To provide a little color here, this payer is one that we have been working on for probably over four years. After substantial discussions with the tipping point really being our clinical trial, the payer began coverage on March 15 with a comparable reimbursement rate. Given the timing shortly before the end of our quarter, any impact of this payer on our Q1 2008 results was certainly minimal.

More broadly, as payer thinks about the value of CardioNet, they compared the reimbursement rates for our products not against Holter monitoring and event monitoring, given the low diagnostic yields of these technologies, but against the $25,000 average hospitalization charge that they would like to avoid. So let's recap where we stand today from a payer perspective.

We believe that we have approximately 176 million covered lives from 170 commercial contracts and paid accounts, representing over 70% of the total targeted lives under contract.
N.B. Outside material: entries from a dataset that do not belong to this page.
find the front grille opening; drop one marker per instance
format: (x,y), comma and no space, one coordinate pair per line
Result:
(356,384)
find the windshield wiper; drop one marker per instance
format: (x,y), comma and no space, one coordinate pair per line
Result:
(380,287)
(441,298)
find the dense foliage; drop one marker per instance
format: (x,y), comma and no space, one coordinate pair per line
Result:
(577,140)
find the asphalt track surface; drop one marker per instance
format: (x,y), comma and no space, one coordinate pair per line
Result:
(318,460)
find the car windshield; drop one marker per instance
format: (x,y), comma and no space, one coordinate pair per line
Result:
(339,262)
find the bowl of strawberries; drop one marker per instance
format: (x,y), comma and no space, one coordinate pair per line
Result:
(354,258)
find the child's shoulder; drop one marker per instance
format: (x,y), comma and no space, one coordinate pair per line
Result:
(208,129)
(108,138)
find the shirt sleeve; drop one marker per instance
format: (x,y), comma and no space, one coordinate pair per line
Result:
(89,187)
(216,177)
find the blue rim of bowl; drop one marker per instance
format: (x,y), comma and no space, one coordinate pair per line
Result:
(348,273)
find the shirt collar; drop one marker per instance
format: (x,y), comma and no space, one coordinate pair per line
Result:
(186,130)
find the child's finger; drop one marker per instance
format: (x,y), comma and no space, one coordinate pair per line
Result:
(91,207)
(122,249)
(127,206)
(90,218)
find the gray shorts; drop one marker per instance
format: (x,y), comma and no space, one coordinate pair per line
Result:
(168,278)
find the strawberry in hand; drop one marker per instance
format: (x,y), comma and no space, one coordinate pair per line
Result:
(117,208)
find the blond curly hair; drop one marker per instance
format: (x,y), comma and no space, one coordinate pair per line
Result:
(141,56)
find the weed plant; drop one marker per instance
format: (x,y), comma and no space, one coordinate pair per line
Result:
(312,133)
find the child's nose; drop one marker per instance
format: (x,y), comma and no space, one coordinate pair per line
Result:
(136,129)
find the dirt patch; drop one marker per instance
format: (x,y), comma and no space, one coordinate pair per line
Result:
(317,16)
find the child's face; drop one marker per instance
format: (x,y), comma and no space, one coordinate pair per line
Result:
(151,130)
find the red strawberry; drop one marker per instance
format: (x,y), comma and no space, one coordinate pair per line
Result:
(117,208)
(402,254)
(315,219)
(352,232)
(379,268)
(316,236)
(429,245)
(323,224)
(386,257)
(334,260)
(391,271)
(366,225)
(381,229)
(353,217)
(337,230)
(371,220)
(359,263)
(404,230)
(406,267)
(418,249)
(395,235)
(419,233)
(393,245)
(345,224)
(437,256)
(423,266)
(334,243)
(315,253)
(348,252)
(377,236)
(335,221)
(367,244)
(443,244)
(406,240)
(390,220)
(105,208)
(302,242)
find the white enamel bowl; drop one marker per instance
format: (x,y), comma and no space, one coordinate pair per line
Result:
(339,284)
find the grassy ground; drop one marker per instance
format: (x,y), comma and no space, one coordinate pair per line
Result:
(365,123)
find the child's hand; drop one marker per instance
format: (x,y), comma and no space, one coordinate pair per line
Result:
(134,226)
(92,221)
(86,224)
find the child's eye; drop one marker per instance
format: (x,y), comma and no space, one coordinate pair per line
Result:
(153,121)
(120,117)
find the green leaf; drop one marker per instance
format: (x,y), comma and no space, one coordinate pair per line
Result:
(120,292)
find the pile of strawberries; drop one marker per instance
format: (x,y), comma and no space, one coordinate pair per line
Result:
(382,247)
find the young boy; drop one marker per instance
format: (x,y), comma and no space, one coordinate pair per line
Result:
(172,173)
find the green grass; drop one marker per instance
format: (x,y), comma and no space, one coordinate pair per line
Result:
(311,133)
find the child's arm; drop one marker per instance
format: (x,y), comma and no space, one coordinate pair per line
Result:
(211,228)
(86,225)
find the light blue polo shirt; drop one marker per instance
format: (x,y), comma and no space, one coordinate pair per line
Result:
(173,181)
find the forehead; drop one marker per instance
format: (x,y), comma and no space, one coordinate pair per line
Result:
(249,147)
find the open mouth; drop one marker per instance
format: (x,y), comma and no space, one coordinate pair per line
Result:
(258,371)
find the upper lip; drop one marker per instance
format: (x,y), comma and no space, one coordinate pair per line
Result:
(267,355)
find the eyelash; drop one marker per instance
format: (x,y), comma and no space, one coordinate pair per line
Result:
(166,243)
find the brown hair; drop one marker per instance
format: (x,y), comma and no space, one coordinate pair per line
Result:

We will continue to work hard to make progress with the remaining payers and report progress to our investors as appropriate going forward.

In the first quarter, we have made some significant hires to bolster our senior management team. Most notably, we hired Manny Gerolamo as Senior Vice President Sales and Marketing. Manny most recently ran the cardiovascular specialty sales of Reliant Pharmaceuticals, which, as many of you know, was required by GlaxoSmithKline in late 2007. Under the leadership of Manny, we have organized the sales force across 10 regions within the U.S. to provide greater focus on driving sales at the territory level. Our sales force now consist of 96 sales personnel, by far the largest in the industry.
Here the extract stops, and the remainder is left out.